4028595_Translated_-_Frame_      ---------DSLVWQVVSQTVHALKFCLALLKSKRK-------VKGRNKN

GDF8_HUMAN                       MQKLQLCVYIYLFMLIVAGPVDLNENSEQKENVEKEGLCNACTWRQNTKS

                                            *.  :*: .*.  : .    : :::        : ..*.

 

patent_seg_Translated_-_Fra      KKKDYIDFKI----------------------------------------

4028595_Translated_-_Frame_      KKKDYIDFKIMQKLQLCVYIYLFMLIVAGPVDLNENSEQKENVEKEGLCN

GDF8_HUMAN                       SRIEAIKIQILS--------------------------------------

                                 .: : *.::*

 

 

 

PROSEARCH  which searches profile databases for patterns in a protein sequence was used to search for sequences with similar patterns as the human GDF8. The pattern that was searched for was [LIVM]-x(2)-P-x(2)-[FY]-x(4)-C-x-G-x-C .  This  pattern is representative of  a C-terminal domain which is found in TGF-b. SeveraI TGF s that have patterns similar to GDF8 were found.  GDF1 and BMP4 were the protein sequences chosen to viewed.  

 

 

PFSCAN,  a sequence search against a set of profiles,  showed that TGF_BETA_2 C-terminal domain in TGF-beta and other growth factors is in the region of  277 -   375.|

 

PDB Finder, a protein database finder that uses sequences derived from the PDB, DSSP, and HSSP databases, was used to search for a 3D image of myostatin.  The search retrieved no matches.  Therefore, an alternate route had to betaken.

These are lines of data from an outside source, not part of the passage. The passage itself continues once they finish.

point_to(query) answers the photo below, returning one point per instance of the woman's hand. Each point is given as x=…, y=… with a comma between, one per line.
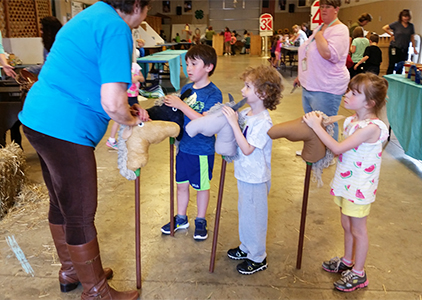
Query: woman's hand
x=312, y=119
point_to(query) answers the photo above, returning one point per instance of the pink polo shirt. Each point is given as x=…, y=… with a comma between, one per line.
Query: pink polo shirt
x=329, y=76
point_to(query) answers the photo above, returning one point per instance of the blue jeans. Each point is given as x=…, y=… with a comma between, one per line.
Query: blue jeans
x=325, y=102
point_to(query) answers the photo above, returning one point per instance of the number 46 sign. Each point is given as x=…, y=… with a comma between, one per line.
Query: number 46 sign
x=266, y=25
x=316, y=19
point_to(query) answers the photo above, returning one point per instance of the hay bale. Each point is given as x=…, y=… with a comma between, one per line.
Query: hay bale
x=12, y=176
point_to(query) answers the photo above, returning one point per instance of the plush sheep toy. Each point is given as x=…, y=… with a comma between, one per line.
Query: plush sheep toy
x=214, y=122
x=314, y=151
x=134, y=141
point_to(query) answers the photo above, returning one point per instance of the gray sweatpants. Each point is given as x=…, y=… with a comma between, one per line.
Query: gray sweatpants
x=253, y=218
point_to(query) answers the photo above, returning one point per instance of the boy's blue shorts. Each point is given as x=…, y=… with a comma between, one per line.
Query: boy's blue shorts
x=194, y=169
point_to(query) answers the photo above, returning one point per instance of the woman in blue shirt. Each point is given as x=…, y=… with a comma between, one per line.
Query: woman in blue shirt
x=81, y=86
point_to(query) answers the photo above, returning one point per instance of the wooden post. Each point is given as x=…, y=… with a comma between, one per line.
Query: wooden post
x=303, y=216
x=138, y=228
x=218, y=213
x=171, y=186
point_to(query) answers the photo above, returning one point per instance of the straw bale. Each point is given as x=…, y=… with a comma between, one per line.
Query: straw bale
x=12, y=176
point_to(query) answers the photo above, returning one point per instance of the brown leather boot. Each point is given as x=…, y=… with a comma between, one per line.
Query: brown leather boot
x=87, y=262
x=67, y=275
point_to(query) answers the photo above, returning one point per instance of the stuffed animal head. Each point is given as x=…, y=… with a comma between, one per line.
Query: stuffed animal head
x=314, y=151
x=297, y=130
x=162, y=112
x=134, y=142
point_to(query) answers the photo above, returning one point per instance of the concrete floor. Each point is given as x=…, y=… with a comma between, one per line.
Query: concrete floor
x=177, y=267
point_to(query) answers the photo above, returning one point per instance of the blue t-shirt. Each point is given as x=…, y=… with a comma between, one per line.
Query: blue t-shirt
x=200, y=101
x=93, y=48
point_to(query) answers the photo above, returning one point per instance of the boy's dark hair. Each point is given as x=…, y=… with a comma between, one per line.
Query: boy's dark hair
x=267, y=82
x=205, y=53
x=374, y=37
x=373, y=87
x=127, y=6
x=405, y=13
x=50, y=26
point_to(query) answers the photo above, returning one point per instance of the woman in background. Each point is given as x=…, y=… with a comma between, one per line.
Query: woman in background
x=322, y=63
x=402, y=33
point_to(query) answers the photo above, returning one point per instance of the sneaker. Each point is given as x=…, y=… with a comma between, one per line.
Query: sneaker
x=248, y=267
x=201, y=232
x=179, y=223
x=236, y=254
x=335, y=265
x=111, y=145
x=350, y=281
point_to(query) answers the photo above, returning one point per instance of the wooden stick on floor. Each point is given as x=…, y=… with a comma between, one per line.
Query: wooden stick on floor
x=138, y=228
x=217, y=214
x=303, y=216
x=171, y=186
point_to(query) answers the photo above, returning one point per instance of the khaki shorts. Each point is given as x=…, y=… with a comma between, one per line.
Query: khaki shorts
x=348, y=208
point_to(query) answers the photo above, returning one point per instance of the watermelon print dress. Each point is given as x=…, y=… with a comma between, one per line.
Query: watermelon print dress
x=358, y=169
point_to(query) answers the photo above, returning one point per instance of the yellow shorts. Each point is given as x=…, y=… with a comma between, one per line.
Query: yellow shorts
x=351, y=209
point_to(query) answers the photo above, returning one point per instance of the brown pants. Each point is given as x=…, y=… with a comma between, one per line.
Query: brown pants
x=70, y=174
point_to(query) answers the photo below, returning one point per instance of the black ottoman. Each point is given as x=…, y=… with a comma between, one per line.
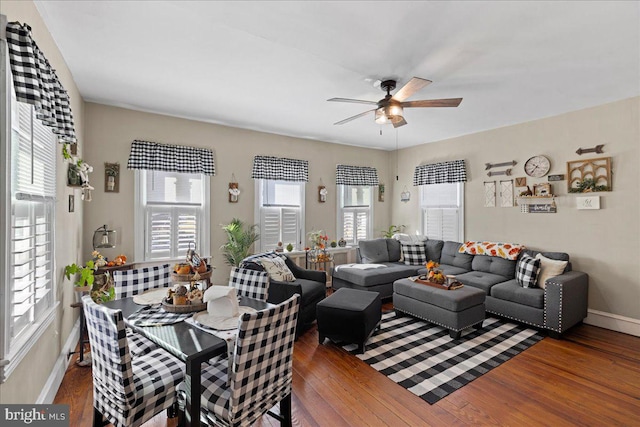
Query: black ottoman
x=349, y=315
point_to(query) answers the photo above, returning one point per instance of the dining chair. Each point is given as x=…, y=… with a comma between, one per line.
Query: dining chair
x=128, y=283
x=250, y=283
x=127, y=391
x=259, y=377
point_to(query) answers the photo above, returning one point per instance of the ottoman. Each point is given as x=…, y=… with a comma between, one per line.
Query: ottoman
x=454, y=309
x=349, y=315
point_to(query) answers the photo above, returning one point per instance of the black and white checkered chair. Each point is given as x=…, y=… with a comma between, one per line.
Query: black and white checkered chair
x=250, y=283
x=128, y=283
x=127, y=391
x=260, y=373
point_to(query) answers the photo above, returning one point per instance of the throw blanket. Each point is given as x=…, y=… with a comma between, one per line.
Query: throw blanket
x=360, y=266
x=508, y=251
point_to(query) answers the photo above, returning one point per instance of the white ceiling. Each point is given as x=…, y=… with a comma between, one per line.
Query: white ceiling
x=271, y=66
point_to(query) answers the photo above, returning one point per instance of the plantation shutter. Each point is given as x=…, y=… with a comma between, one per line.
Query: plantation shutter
x=32, y=219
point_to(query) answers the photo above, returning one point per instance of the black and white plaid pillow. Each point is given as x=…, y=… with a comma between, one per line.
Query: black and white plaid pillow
x=414, y=253
x=527, y=271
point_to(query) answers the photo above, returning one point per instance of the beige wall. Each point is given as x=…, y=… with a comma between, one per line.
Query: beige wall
x=604, y=243
x=110, y=131
x=28, y=380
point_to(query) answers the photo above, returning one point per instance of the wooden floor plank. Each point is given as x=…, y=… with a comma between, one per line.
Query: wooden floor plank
x=591, y=377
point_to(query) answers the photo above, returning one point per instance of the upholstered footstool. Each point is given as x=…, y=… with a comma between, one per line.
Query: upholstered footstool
x=453, y=309
x=349, y=315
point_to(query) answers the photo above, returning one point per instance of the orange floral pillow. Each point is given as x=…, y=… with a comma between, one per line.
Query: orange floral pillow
x=508, y=251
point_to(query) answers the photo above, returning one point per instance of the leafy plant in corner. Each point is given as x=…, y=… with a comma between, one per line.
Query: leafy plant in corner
x=240, y=238
x=393, y=229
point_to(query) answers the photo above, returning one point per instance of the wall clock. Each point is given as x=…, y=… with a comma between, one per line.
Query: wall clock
x=537, y=166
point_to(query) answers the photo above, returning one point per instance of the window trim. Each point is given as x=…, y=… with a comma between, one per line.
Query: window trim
x=460, y=207
x=139, y=223
x=340, y=213
x=12, y=353
x=257, y=211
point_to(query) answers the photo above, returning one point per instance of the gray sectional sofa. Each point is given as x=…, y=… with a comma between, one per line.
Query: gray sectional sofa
x=559, y=306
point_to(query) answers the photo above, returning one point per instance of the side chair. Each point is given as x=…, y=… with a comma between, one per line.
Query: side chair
x=127, y=391
x=259, y=375
x=250, y=283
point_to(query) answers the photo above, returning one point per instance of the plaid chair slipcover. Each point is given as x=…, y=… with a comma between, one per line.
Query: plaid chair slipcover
x=127, y=391
x=250, y=283
x=260, y=373
x=128, y=283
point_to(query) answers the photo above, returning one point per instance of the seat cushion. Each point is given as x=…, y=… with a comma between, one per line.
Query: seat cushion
x=373, y=251
x=481, y=280
x=513, y=292
x=451, y=256
x=375, y=276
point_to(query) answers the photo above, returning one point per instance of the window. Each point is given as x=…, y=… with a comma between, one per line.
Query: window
x=280, y=213
x=355, y=213
x=28, y=156
x=442, y=209
x=172, y=212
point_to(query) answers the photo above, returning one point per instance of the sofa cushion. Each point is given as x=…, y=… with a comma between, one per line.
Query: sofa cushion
x=549, y=268
x=481, y=279
x=513, y=292
x=395, y=250
x=495, y=265
x=527, y=271
x=376, y=276
x=277, y=269
x=434, y=249
x=373, y=251
x=414, y=253
x=452, y=257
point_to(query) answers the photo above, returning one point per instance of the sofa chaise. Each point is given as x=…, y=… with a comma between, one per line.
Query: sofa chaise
x=560, y=304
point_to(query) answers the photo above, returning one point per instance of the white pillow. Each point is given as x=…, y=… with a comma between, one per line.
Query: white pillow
x=277, y=269
x=549, y=268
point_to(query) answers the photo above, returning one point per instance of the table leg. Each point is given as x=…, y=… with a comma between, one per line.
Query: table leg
x=193, y=381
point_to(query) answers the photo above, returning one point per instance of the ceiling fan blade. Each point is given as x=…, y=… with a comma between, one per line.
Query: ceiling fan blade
x=398, y=123
x=355, y=101
x=341, y=122
x=412, y=86
x=450, y=102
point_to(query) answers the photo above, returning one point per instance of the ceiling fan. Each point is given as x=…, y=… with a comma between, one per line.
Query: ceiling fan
x=390, y=108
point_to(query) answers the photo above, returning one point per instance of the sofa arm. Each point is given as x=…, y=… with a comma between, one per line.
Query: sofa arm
x=303, y=273
x=566, y=300
x=282, y=291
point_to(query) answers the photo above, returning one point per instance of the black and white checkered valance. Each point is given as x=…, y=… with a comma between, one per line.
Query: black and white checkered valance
x=440, y=173
x=280, y=169
x=36, y=83
x=171, y=158
x=356, y=175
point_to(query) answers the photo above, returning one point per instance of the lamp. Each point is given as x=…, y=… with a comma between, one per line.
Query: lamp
x=390, y=113
x=104, y=238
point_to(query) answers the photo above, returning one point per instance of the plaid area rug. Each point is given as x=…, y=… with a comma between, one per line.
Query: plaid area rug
x=422, y=358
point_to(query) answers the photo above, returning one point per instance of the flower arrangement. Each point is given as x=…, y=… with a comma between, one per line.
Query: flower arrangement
x=318, y=239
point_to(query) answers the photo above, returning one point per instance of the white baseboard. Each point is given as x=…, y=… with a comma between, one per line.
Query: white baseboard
x=52, y=385
x=617, y=323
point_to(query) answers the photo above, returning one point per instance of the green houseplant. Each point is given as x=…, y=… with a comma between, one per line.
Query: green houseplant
x=393, y=229
x=86, y=279
x=240, y=238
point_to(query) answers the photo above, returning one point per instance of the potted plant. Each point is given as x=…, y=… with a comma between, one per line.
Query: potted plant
x=393, y=229
x=240, y=238
x=101, y=289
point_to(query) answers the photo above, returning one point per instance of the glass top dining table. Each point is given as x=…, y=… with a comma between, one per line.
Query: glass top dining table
x=187, y=342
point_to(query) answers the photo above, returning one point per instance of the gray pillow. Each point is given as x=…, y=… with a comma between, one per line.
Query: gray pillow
x=395, y=251
x=373, y=251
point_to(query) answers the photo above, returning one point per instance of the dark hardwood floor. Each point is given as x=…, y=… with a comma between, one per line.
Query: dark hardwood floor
x=590, y=377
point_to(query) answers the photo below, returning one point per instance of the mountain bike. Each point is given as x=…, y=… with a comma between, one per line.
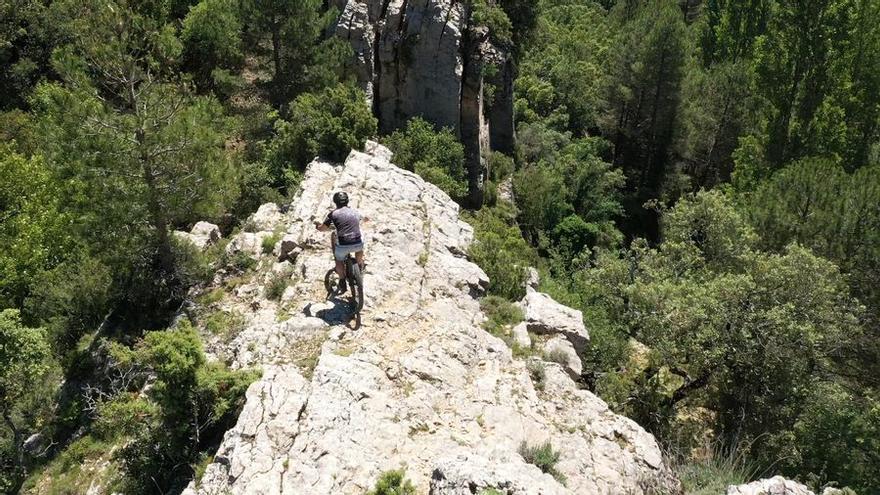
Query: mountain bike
x=353, y=277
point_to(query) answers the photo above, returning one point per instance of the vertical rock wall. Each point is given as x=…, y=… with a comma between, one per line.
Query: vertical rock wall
x=420, y=58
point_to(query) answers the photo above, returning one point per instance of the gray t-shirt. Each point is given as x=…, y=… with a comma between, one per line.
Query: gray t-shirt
x=347, y=223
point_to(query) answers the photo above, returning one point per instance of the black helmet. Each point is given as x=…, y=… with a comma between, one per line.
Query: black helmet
x=341, y=199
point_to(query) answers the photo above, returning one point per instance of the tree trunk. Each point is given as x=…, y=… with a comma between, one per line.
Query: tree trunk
x=17, y=438
x=276, y=52
x=158, y=220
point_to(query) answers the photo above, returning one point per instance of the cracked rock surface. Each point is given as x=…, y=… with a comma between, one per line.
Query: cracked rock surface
x=418, y=384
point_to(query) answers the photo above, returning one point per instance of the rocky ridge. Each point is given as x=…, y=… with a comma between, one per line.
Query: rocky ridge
x=416, y=383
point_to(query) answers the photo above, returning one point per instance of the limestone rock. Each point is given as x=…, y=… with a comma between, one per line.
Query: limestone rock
x=420, y=58
x=520, y=334
x=250, y=243
x=533, y=279
x=286, y=249
x=467, y=474
x=267, y=217
x=776, y=485
x=543, y=315
x=415, y=381
x=202, y=235
x=559, y=349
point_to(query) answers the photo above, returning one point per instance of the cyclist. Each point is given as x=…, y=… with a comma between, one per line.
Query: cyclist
x=346, y=221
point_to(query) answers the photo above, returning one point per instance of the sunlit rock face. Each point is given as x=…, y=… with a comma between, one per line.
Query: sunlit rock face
x=416, y=383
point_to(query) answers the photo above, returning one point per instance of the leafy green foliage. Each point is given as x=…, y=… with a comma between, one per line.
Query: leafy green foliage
x=328, y=124
x=500, y=251
x=70, y=300
x=715, y=473
x=493, y=17
x=569, y=197
x=757, y=333
x=276, y=284
x=538, y=374
x=32, y=233
x=27, y=374
x=562, y=69
x=393, y=483
x=542, y=456
x=437, y=156
x=212, y=41
x=302, y=60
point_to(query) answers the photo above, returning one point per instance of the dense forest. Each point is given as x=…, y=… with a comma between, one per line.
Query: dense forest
x=700, y=177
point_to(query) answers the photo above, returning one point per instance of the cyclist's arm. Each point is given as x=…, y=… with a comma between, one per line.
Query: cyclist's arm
x=325, y=225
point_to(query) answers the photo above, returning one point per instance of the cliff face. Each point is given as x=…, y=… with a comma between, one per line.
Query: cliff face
x=419, y=384
x=421, y=58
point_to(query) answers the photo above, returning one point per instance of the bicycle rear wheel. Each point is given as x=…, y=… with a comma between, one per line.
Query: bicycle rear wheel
x=330, y=282
x=356, y=280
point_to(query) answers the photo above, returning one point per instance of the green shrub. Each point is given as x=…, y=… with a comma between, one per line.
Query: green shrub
x=329, y=124
x=542, y=456
x=211, y=297
x=557, y=356
x=123, y=416
x=493, y=17
x=393, y=483
x=276, y=285
x=224, y=324
x=71, y=300
x=192, y=266
x=239, y=262
x=437, y=156
x=500, y=313
x=211, y=37
x=268, y=243
x=501, y=251
x=195, y=403
x=538, y=374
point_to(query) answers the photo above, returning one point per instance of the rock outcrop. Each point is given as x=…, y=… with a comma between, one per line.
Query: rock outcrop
x=415, y=383
x=422, y=58
x=776, y=485
x=202, y=235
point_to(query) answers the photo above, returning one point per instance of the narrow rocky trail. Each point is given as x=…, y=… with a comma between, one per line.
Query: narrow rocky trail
x=419, y=384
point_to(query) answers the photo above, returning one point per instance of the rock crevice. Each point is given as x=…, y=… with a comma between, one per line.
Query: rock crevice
x=422, y=58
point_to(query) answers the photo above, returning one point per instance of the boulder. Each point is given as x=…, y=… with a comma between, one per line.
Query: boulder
x=206, y=230
x=467, y=474
x=422, y=58
x=533, y=279
x=250, y=243
x=520, y=334
x=543, y=315
x=414, y=381
x=202, y=235
x=286, y=249
x=776, y=485
x=559, y=350
x=267, y=217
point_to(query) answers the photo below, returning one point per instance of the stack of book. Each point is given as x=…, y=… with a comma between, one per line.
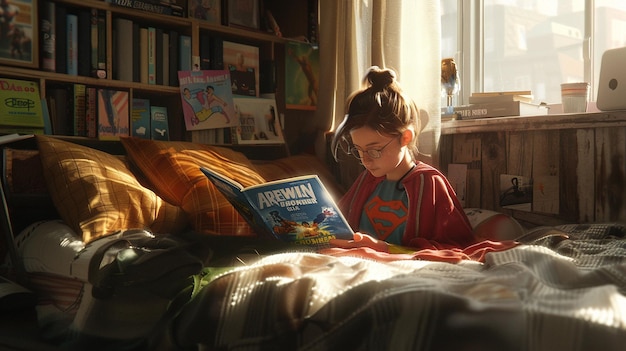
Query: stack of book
x=500, y=104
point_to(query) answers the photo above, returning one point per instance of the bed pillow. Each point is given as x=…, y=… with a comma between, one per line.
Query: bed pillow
x=96, y=194
x=173, y=170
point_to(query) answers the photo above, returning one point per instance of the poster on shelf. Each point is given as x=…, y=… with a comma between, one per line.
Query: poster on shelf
x=301, y=75
x=18, y=33
x=207, y=99
x=259, y=122
x=242, y=61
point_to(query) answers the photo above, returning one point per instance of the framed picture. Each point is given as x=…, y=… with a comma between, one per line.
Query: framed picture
x=206, y=10
x=242, y=61
x=243, y=13
x=259, y=122
x=18, y=33
x=301, y=75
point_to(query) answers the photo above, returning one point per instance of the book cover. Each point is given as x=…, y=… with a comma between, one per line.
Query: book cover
x=184, y=60
x=72, y=44
x=206, y=10
x=152, y=55
x=301, y=75
x=113, y=114
x=48, y=36
x=123, y=53
x=20, y=103
x=159, y=128
x=61, y=38
x=297, y=210
x=258, y=122
x=144, y=55
x=79, y=107
x=140, y=118
x=91, y=112
x=499, y=109
x=207, y=99
x=242, y=61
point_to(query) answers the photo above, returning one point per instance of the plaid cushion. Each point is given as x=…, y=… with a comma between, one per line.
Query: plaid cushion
x=173, y=170
x=96, y=194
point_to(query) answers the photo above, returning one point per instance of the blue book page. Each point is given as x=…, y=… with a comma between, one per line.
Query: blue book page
x=299, y=210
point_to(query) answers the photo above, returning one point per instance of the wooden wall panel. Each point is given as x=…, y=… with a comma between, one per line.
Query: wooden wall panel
x=610, y=174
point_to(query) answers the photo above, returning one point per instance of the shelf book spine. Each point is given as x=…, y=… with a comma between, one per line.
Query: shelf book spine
x=140, y=118
x=113, y=114
x=151, y=55
x=499, y=109
x=124, y=42
x=144, y=5
x=61, y=39
x=84, y=43
x=91, y=114
x=79, y=107
x=173, y=58
x=159, y=129
x=48, y=36
x=72, y=44
x=185, y=53
x=143, y=55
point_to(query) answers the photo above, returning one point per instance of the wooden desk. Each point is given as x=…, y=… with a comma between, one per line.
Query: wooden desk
x=576, y=163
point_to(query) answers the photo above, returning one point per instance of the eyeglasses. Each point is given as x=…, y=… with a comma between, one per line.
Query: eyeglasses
x=357, y=152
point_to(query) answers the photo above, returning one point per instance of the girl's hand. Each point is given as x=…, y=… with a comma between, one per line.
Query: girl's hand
x=361, y=240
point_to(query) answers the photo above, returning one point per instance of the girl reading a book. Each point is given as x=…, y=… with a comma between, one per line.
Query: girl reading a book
x=398, y=204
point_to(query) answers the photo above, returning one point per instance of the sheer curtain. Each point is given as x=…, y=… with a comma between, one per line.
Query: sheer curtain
x=399, y=34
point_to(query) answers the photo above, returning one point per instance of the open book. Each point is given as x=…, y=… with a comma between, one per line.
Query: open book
x=298, y=210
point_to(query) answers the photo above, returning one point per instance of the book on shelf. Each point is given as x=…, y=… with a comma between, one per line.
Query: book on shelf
x=140, y=118
x=91, y=112
x=159, y=7
x=113, y=114
x=159, y=128
x=259, y=122
x=297, y=210
x=207, y=99
x=499, y=109
x=79, y=108
x=206, y=10
x=20, y=105
x=47, y=30
x=72, y=44
x=242, y=61
x=124, y=52
x=60, y=41
x=481, y=99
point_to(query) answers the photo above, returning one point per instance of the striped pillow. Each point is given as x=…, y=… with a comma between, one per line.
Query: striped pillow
x=173, y=170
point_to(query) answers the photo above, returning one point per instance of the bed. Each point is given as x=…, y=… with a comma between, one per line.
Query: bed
x=562, y=288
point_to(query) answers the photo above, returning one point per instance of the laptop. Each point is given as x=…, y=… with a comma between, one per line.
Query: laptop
x=612, y=81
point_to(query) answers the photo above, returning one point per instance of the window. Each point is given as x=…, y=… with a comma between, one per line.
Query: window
x=530, y=44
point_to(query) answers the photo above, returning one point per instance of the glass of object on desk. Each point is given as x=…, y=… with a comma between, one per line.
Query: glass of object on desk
x=574, y=97
x=450, y=83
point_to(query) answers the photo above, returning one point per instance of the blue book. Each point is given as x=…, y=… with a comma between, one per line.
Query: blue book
x=297, y=210
x=159, y=129
x=72, y=44
x=140, y=118
x=185, y=53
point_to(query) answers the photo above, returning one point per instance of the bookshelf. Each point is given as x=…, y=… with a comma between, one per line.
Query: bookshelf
x=271, y=57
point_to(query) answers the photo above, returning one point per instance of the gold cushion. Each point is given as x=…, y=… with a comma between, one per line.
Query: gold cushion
x=173, y=170
x=96, y=194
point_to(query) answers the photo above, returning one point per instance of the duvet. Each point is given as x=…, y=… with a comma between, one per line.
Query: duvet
x=561, y=290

The TGF familiy which was proven to be similar to myostatin earlier was used in a PDB Finder search.  Since the two have similarities in the protein sequence their structures will be similar.  It will give a true perception of the myostatin gene.  GDF1 and BMP4 were examined to better understand the structure of the myostatin gene.